München (epd). Strategien gegen Hate Speech im Netz will das "Bayerische Bündnis für Toleranz" bei einer Kooperationsveranstaltung im Juni mit dem Justizministerium und der Bayerischen Landeszentrale für neue Medien (BLM) entwickeln. "Hass und Hetze, oft auch gekoppelt mit Fake News und Desinformation, haben sich im Netz und damit in unserem Alltag ausgebreitet", erklärte das Bündnis am Freitag in einer Pressemitteilung. Davon könnten unabhängig von Alter, Geschlecht und Herkunft alle betroffen sein.

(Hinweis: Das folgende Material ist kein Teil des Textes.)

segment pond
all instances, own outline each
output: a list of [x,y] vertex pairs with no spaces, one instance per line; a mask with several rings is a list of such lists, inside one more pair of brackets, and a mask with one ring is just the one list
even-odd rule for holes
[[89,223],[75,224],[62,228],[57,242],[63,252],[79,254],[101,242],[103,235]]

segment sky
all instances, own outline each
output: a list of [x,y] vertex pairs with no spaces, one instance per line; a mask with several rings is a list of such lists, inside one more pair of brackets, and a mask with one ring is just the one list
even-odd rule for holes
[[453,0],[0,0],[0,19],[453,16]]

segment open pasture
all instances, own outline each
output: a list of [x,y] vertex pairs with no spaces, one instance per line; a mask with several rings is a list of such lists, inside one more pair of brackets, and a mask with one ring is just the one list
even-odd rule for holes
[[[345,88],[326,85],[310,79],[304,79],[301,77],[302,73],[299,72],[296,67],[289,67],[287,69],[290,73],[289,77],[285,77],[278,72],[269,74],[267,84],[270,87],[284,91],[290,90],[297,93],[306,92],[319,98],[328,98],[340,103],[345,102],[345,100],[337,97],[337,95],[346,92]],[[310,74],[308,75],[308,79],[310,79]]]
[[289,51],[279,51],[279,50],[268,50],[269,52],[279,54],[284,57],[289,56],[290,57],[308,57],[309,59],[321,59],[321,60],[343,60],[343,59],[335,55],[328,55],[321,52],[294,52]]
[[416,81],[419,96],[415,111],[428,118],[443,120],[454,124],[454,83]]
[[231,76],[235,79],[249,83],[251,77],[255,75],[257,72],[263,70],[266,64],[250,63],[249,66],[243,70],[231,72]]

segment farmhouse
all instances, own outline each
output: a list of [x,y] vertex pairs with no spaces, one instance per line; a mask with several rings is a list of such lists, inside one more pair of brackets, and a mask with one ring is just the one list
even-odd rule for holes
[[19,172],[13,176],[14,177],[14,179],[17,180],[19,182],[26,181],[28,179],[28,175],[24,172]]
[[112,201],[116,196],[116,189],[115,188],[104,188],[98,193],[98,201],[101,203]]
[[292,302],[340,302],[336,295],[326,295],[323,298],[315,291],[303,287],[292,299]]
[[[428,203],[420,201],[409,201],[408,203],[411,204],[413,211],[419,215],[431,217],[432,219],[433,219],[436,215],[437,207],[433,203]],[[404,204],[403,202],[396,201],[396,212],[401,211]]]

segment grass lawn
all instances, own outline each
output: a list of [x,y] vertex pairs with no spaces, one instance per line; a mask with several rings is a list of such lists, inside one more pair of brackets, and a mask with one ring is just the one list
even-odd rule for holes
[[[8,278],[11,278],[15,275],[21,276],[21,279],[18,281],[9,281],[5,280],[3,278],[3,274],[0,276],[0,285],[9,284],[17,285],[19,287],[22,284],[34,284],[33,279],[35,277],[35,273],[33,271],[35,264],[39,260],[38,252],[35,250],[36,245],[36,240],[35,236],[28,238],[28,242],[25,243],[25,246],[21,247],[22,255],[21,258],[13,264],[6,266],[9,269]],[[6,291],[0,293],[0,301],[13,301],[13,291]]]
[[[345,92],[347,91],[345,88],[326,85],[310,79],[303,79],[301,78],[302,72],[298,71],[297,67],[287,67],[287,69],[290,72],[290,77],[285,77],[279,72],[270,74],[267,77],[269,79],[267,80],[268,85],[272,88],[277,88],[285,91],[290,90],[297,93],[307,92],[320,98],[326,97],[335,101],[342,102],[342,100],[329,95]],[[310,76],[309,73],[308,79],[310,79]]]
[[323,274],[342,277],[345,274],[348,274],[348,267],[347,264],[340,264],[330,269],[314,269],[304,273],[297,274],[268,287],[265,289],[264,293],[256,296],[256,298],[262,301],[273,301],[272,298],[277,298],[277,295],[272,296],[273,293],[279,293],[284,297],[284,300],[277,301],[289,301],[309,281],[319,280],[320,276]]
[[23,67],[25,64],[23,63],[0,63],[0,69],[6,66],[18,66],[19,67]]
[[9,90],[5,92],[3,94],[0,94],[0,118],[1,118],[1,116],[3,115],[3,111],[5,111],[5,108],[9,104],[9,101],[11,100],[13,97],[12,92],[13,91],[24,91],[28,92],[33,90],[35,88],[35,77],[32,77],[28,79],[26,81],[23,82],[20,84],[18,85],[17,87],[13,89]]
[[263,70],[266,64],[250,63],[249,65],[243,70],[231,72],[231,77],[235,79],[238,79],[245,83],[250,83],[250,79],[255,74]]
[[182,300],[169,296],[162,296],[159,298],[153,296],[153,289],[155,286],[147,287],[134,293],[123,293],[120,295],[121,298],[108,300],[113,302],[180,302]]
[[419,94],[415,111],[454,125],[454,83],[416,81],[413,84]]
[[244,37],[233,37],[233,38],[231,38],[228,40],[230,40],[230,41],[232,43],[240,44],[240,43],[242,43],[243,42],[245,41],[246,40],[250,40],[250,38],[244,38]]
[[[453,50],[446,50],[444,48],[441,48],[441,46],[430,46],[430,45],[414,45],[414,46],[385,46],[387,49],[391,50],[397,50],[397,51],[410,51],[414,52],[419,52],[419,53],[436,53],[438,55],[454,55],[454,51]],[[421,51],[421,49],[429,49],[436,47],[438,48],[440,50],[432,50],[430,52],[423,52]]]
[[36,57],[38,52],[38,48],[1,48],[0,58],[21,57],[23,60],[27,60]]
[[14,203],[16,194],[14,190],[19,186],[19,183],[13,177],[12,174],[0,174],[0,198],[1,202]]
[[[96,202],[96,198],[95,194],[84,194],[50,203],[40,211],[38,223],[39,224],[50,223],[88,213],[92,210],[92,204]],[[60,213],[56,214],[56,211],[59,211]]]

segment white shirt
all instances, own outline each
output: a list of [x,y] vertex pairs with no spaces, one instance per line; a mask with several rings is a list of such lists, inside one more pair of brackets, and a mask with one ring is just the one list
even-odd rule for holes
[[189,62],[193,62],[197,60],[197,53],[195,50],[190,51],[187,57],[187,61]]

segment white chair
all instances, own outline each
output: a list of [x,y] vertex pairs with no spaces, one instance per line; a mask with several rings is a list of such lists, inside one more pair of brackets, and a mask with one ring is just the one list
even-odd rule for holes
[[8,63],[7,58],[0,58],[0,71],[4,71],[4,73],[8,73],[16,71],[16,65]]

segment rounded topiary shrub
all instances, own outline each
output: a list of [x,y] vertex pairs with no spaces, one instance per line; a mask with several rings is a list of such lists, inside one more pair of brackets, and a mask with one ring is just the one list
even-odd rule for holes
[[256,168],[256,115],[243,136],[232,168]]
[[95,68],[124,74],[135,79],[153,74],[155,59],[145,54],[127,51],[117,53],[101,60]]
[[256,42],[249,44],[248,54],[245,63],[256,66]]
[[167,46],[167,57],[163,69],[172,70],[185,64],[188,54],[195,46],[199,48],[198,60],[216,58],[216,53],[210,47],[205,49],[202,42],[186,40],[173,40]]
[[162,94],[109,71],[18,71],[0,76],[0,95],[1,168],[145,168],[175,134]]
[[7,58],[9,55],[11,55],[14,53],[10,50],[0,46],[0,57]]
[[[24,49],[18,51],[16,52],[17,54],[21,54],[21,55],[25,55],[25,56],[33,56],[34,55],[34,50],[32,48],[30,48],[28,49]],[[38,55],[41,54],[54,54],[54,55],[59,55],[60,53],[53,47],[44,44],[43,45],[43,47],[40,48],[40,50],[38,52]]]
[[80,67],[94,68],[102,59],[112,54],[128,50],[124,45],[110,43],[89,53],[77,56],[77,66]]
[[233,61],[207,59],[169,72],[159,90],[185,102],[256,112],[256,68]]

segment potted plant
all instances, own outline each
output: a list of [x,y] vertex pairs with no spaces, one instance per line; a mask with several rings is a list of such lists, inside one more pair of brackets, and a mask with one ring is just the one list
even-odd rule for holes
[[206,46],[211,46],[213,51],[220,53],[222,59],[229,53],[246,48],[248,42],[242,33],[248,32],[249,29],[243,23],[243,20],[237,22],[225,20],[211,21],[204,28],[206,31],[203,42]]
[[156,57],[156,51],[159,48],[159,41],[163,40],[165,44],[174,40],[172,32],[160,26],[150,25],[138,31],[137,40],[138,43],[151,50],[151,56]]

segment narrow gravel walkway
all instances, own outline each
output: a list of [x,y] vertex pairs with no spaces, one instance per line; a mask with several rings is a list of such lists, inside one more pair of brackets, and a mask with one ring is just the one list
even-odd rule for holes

Hate Speech sei aber "nicht nur ein Problem für die Betroffenen, sondern auch eine Gefahr für die ganze Gesellschaft, für unsere Demokratie und Freiheit".

Bei der Tagung am 27. Juni diskutieren im Münchner Justizpalast Expertinnen und Experten der Organisation "HateAid", der Meldestelle "Respect! Gegen Hetze im Netz" und des Instituts für Medienpädagogik in Forschung und Praxis mit dem Hate-Speech-Beauftragten der Bayerischen Justiz und BLM-Präsident Thorsten Schmiege. Justizminister Georg Eisenreich (CSU) hält einen Impulsvortrag. Für das Bündnis für Toleranz spricht Geschäftsführer Philipp Hildmann. Die Veranstaltung ist Teil des aktuellen Schwerpunktthemas des Bayerischen Bündnisses für Toleranz mit dem Titel "Gemeinsam für Respekt und Toleranz im Netz". Die Landeszentrale für neue Medien und das Justizministerium sind Mitglieder des Bündnisses.